15 Mei 2009

BISNIS AMBULANS

Awal Mei lalu, kami mendapat order untuk mengantar pasien ke luar kota. Lantaran mesti melakoni perjalanan jauh, ambulans mesti balik kandang dulu untuk menjalani pengecekan mesin mobil dan peralatan medis. Sekaligus menjemput petugas bengkel yang bakal ikut serta dalam perjalanan tersebut.
Itu semua sudah menjadi prosedur tetap AGD DKI. Tentu kami tidak ingin sesuatu terjadi di tengah jalan. Ambulans mogok, misalnya. Nah, Begitu semua persiapan beres baru unit meluncur ke rumah pasien.

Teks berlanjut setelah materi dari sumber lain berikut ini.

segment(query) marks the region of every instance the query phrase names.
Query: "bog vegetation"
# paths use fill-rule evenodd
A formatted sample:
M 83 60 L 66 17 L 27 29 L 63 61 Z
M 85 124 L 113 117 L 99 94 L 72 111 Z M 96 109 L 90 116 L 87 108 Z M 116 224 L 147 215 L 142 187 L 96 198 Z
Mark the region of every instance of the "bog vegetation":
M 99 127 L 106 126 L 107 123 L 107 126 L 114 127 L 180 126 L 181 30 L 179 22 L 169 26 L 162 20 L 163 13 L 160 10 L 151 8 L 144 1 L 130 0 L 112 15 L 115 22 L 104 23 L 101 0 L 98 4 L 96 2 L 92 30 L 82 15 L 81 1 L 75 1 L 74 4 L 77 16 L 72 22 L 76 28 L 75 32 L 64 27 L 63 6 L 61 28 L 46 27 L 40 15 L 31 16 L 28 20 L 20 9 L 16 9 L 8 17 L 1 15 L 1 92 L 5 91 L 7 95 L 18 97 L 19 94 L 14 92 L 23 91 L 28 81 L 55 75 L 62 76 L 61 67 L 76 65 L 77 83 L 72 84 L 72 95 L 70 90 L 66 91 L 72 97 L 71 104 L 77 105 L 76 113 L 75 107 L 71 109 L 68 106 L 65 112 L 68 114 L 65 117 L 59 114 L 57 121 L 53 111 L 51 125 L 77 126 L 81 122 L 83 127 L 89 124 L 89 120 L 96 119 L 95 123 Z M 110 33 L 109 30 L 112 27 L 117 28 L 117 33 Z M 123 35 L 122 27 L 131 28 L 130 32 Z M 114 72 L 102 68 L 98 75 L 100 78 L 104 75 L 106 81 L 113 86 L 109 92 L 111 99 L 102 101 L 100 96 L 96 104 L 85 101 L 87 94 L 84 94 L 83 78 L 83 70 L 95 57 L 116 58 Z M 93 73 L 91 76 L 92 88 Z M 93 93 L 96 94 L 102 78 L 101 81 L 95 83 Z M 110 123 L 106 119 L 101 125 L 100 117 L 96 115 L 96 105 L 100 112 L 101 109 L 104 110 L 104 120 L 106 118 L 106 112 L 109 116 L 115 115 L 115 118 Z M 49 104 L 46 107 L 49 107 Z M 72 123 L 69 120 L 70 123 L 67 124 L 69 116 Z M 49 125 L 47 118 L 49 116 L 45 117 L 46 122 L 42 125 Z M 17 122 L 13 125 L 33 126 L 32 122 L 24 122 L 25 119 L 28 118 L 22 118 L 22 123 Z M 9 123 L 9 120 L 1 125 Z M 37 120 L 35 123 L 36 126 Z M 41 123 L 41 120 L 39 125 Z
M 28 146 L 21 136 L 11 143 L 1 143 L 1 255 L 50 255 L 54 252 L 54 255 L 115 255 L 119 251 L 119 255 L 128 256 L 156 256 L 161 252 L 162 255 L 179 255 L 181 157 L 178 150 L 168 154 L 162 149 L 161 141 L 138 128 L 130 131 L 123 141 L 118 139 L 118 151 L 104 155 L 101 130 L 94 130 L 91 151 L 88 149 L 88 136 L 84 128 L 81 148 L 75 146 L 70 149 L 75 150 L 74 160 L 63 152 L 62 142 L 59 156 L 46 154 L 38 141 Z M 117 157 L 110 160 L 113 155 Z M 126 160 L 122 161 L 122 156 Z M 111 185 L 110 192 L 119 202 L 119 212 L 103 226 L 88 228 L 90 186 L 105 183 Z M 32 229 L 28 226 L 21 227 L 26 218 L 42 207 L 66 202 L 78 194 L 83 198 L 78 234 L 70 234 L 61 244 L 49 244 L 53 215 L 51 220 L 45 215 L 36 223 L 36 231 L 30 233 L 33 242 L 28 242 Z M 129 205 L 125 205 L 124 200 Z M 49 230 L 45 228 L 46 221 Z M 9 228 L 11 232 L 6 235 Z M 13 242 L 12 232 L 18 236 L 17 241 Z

Tapi, unit belum tiba di lokasi, keluarga pasien menelpon ke Bela dan mengabarkan ada ambulans lain yang bukan dari AGD DKI datang. Keluarga mengaku, mereka tidak memesan ambulans lain kecuali AGD DKI.
Kalau mengacu pada pengakuan keluarga yang tidak menelepon ambulans lain, kami tidak habis pikir dari mana ambulans itu mendapat order. Orang dalam AGD DKI? Saya tidak mau menuding tanpa bukti.
Bisnis ambulans memang sempat bergairah saat kami menjalani masa transisi dari Yayasan AGD 118 ke Dinas Kesehatan DKI Jakarta. Saat itu, kami menghentikan sementara layanan ke luar kota. Peluang bisnis ini yang kemudian menyulut munculnya perusahaan-perusahaan baru ambulans.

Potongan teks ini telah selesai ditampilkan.